Sunday, July 26, 2020

Two Hundred and Thirty Nine

If I want to die, why am I still alive?

Because what I want is not to die, but to be fully alive—knowing what life is, and what I am.

This is what the wise have always wanted to know.  But they usually assumed they can never know it while they’re alive because while they live their minds are clouded by desire.

Socrates said philosophy is a training for dying—a purification of the soul from the body’s attachment to this world in preparation for its return to the real world from which it came.  Then we’ll once again know all that we knew before we were born into this world of illusion.  He assumed we’re strangers in this worldsouls that wander through it for a while, lost, until we return home.  A strange illusion to imagine this world is an illusion in which we alone are real.  No wonder the wise have seldom loved the world.

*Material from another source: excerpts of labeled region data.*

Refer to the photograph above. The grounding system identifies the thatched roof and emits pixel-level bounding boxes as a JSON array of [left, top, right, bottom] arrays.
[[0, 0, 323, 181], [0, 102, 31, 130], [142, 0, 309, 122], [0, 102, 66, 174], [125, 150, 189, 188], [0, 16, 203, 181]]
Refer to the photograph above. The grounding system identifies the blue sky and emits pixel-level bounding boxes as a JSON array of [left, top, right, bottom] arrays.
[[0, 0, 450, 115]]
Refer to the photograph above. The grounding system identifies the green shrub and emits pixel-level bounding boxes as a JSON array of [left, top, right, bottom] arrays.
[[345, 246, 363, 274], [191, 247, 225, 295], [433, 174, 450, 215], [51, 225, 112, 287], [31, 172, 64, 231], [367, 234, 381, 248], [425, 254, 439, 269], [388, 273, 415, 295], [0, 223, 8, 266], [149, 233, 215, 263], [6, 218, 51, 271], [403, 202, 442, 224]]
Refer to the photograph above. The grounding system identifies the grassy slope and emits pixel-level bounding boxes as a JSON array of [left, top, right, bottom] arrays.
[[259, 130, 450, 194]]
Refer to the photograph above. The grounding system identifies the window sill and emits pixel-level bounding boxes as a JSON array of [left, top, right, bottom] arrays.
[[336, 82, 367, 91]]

I remember that moment when I lay under my grandfather’s apple tree, looking up at the blue sky, and knew for the first time what I was, and what it was, and felt love for it, and for my self—the self that knew it—flood into me.  Ever since that moment I’ve wanted to know it better, as the religious once wanted to know their god—in a union, or reunion, of self and other in which we have perfect knowledge of the other because self and other are one.

Yet all my life I’ve stood back from the world in order to see it entire.  To become one with it—to lose myself in it—would have been disrespectful.  The other needs the self to know it and love it, as the religious used to say god needs us to know and love him.

Now I tell myself I want to die because I’m tired of the world.  It hasn’t changed, but I have.  I’ve seen too much and know too much.  I know not only what it is, but what it could be; and what it is isn’t enough for me any longer.

I tell myself it could change­—everything changes­—and it does change; but only in small ways, and usually for the worse.

We made the world what it is, so we should be able to change it by doing better, being better.  We tried to, over and over again, and always failed.  The golden bowl is broken and can't be mended.